I tried to reply to an old thread at first, but it wouldn’t let me, since I’m a new user. But that old thread is the only hit I’ve found for a problem that’s been bugging me for a long time. We’re using the BigFix client 10.0.2.52 on Linux (RHEL 8) in our environment and we’ve had an issue on some machines that’s equivalent to the one mentioned above: “dmi inspector error creating dmi.info”. We could recreate the issue we’re having with a query via qna:
./qna
Q: serial_number of system_information of dmi
E: dmi inspector error creating dmi.info (Q: [FindDmiInfo failed - ])
T: 15229
I strace’d this command and could see that the client code was trying to build the dmi.info file by reading /dev/mem and it wasn’t being created because of some issue reading /dev/mem. I ran a similar query with python and dmidecode.py and I received “permission denied” even though I was running as root. That’s when I saw this comment and others that were similar. The BigFix client fails to read the dmi info when secure boot is enabled in the BIOS. (But reading /dev/mem isn’t the right way to query this info any longer).

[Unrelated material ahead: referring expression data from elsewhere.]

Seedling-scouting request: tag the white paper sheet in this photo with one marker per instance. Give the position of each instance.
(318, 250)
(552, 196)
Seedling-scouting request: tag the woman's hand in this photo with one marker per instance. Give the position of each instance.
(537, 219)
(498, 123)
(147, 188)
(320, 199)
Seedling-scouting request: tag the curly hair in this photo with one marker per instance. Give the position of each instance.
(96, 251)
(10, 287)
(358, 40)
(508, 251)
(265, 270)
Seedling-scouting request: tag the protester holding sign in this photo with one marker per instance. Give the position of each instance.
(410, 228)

Linux kernels expose info through /sys filesystem; /dev can be exposed for retro compatibility.
Per my experience, qna is not able to return a correct result if the DMI information are not correctly exposed by the kernel. dmidecode / biosdecode (these commands are distro independent and preinstalled in most of them) will read from the same sources of our inspector and should fail as well.
If there’s an UEFI Bios, you should find /sys/firmware/efi
Yes, please do open a support case if you haven’t yet.

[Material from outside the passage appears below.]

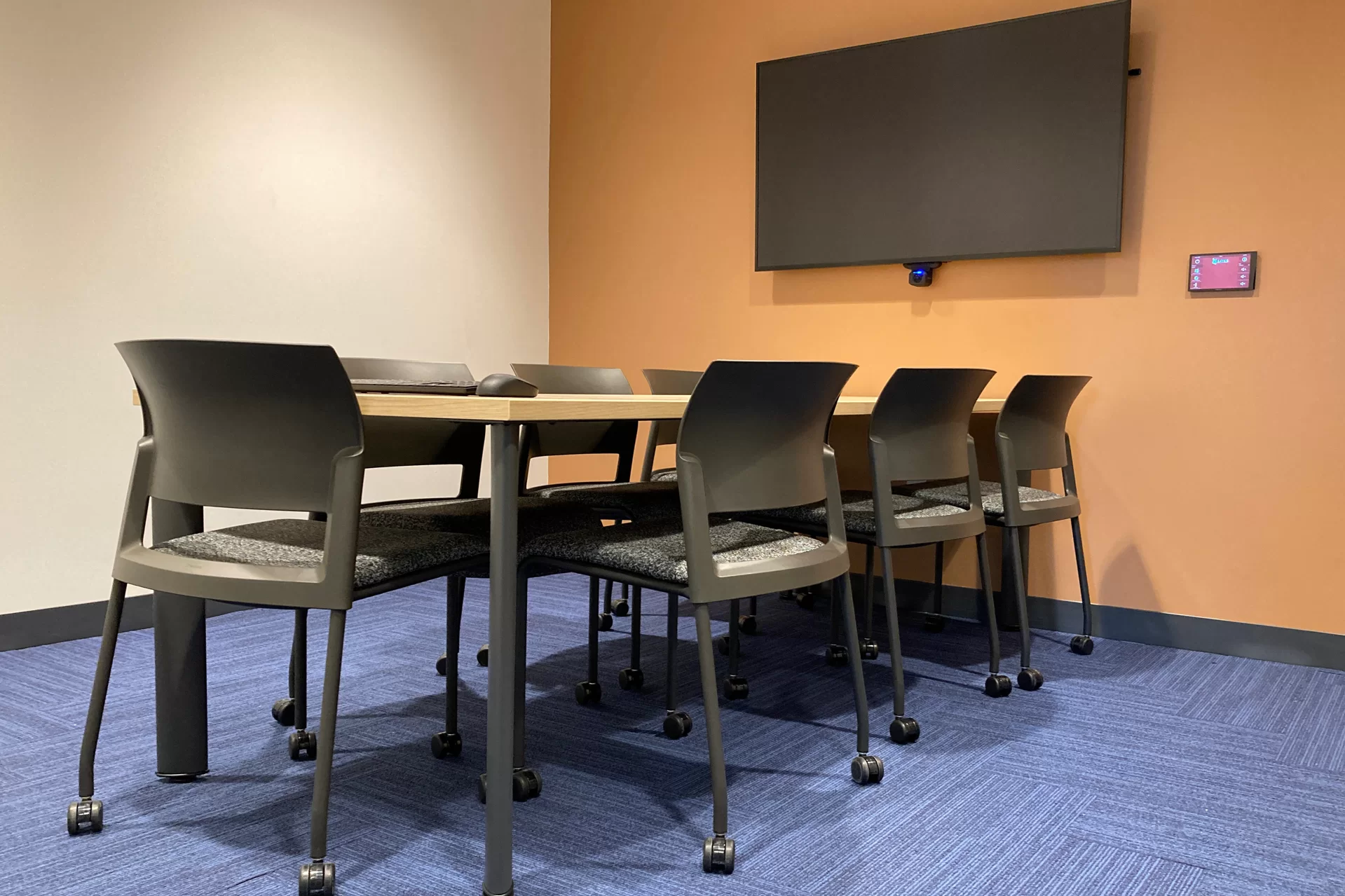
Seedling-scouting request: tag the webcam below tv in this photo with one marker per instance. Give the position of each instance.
(1222, 272)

We do have an option to blacklist an inspector, preventing it from executing (and potentially crashing the client). This will of course make any content depending on the inspector stop working, but if you can’t get the BESClient to run at all this may be a temporary workaround.
If you’d like to try blacklisting the ‘dmi’ inspector, try adding the following to /var/opt/BESClient/besclient.config :
[Software\BigFix\EnterpriseClient\Settings\Client\_BESClient_Inspector_Blacklist]
value = dmi
Turns out we have a lot of systems having this issue. But they are all running the older 9.x client. All the 10.x clients I’ve checked are not even trying to read /dev/mem and create info.dmi fine (from reading /sys/firmware/efi/systab, I guess?).